Foto: Edilson Rodrigues/Agência Senado
Em setembro de 2025, o Senado Federal destinou R$ 173,6 mil para pagar salários de quatro servidores concursados que atuam como secretários de comissões que só existem no papel. Criados em junho de 2023, os colegiados de Comunicação e Direito Digital e de Defesa da Democracia não realizaram nenhuma reunião este ano e tampouco votaram projetos, mas ainda assim mantêm despesas mensais que se aproximam de R$ 200 mil.

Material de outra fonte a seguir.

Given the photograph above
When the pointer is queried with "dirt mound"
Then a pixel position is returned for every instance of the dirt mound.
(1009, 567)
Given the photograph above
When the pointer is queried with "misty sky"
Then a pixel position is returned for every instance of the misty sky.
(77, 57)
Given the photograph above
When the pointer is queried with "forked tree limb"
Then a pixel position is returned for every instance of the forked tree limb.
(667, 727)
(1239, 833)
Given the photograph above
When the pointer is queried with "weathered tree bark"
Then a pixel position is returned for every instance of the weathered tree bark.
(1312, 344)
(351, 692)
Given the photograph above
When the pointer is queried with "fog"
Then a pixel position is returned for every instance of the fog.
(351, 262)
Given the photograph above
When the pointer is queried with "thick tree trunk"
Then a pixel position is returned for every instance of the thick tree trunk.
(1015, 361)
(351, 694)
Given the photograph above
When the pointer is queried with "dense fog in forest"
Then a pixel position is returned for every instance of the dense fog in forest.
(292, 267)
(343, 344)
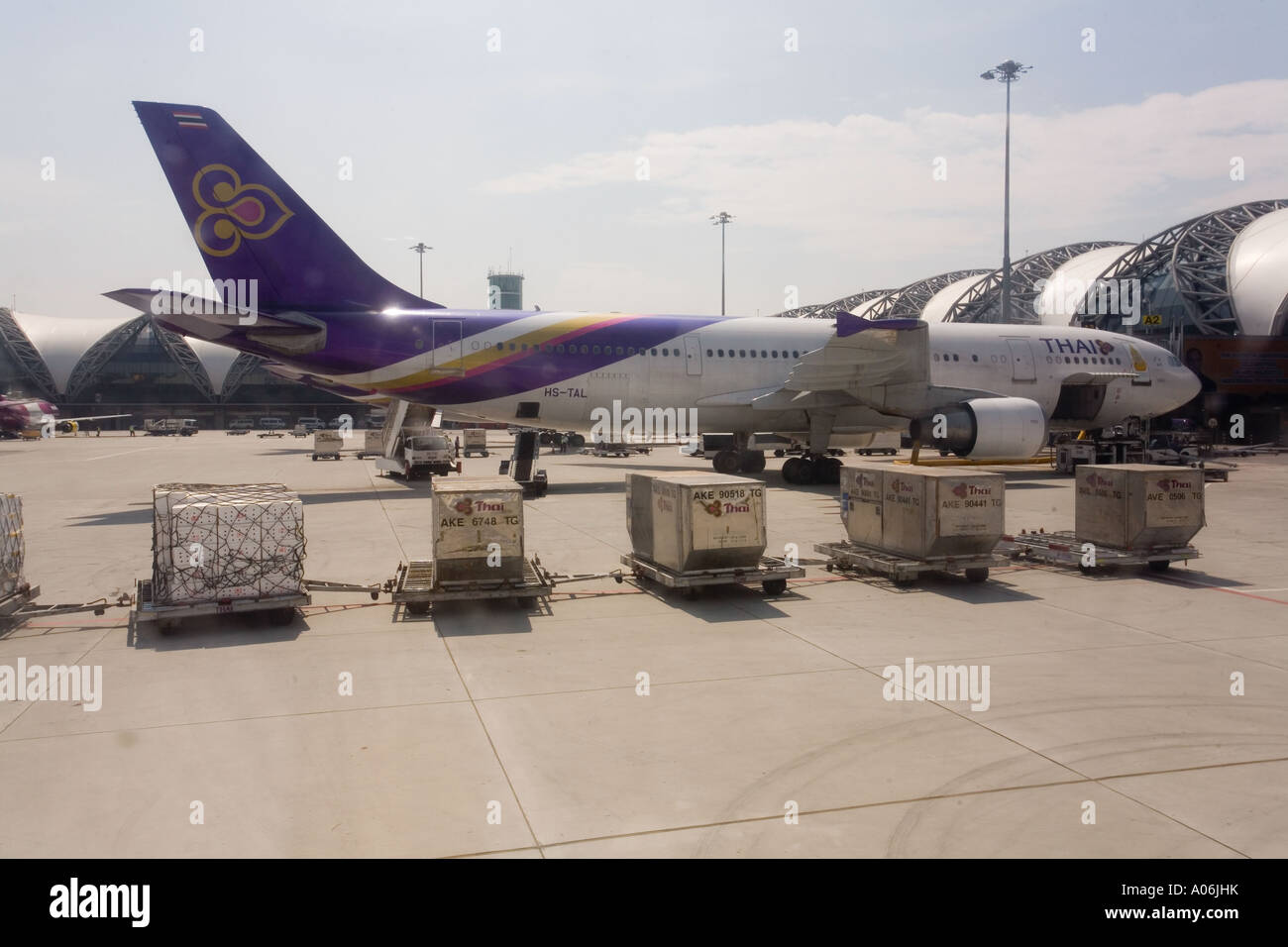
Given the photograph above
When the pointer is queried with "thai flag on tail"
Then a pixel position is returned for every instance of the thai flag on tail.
(188, 119)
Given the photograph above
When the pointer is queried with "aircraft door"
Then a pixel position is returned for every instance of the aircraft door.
(694, 355)
(446, 357)
(1021, 361)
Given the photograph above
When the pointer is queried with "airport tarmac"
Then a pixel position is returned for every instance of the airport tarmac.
(487, 729)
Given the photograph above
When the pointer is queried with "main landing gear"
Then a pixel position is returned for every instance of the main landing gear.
(739, 462)
(811, 468)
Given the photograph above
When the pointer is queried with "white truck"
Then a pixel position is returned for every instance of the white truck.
(412, 446)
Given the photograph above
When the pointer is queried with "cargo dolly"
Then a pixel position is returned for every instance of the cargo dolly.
(279, 608)
(1064, 549)
(21, 604)
(772, 575)
(903, 569)
(416, 586)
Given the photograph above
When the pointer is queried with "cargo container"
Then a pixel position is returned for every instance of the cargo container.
(478, 530)
(1137, 505)
(861, 502)
(692, 521)
(927, 513)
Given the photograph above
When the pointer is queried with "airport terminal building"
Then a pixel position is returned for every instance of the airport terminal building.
(1214, 289)
(91, 367)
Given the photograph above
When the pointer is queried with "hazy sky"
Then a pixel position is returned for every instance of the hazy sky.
(825, 155)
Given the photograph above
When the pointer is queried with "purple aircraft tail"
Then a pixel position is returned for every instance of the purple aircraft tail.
(250, 224)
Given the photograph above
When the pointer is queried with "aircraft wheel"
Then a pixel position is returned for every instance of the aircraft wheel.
(726, 462)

Dois desses servidores ainda contam com o chamado “regime especial de frequência”, que dispensa a necessidade de bater ponto eletrônico no Senado.

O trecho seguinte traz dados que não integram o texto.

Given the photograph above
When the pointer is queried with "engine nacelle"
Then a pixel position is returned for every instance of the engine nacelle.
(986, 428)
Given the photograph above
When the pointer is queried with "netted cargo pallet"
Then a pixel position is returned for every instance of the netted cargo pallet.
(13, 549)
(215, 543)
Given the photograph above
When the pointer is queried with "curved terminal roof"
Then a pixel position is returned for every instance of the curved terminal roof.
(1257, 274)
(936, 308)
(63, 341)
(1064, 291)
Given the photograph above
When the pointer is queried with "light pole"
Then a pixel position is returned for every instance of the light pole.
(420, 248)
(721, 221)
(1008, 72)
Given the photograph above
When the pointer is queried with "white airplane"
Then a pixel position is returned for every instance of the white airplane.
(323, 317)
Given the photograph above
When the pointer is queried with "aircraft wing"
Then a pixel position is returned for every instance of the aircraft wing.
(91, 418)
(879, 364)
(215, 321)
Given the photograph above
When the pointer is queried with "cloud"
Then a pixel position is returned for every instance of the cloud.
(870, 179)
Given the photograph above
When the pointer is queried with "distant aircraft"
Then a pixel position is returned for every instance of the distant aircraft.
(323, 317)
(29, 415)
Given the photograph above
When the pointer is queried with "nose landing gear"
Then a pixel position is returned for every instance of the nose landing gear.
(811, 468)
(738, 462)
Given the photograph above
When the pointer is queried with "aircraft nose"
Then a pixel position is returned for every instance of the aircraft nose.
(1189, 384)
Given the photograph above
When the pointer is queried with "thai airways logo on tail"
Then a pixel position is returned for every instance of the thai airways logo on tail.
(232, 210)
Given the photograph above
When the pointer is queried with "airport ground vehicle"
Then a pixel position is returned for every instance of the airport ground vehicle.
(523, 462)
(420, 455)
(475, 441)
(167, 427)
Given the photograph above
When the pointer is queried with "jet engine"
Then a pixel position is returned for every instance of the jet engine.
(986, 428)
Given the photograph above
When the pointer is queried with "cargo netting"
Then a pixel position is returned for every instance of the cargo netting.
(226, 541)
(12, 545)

Na Comissão de Comunicação e Direito Digital, por exemplo, o secretário Matheus Soares Torres Costa recebeu R$ 46,4 mil em setembro, valor que inclui R$ 6,8 mil adicionais pela função comissionada. Já o assistente técnico Jefferson Damascena teve remuneração bruta de R$ 40,9 mil, com acréscimo de R$ 3 mil pelo cargo.
As comissões foram criadas durante a gestão do então presidente do Senado, Rodrigo Pacheco (PSD-MG), com relatoria do senador Eduardo Gomes (PL-TO). Na mesma época, também surgiu a Comissão de Esporte, a única que de fato foi instalada e entrou em funcionamento.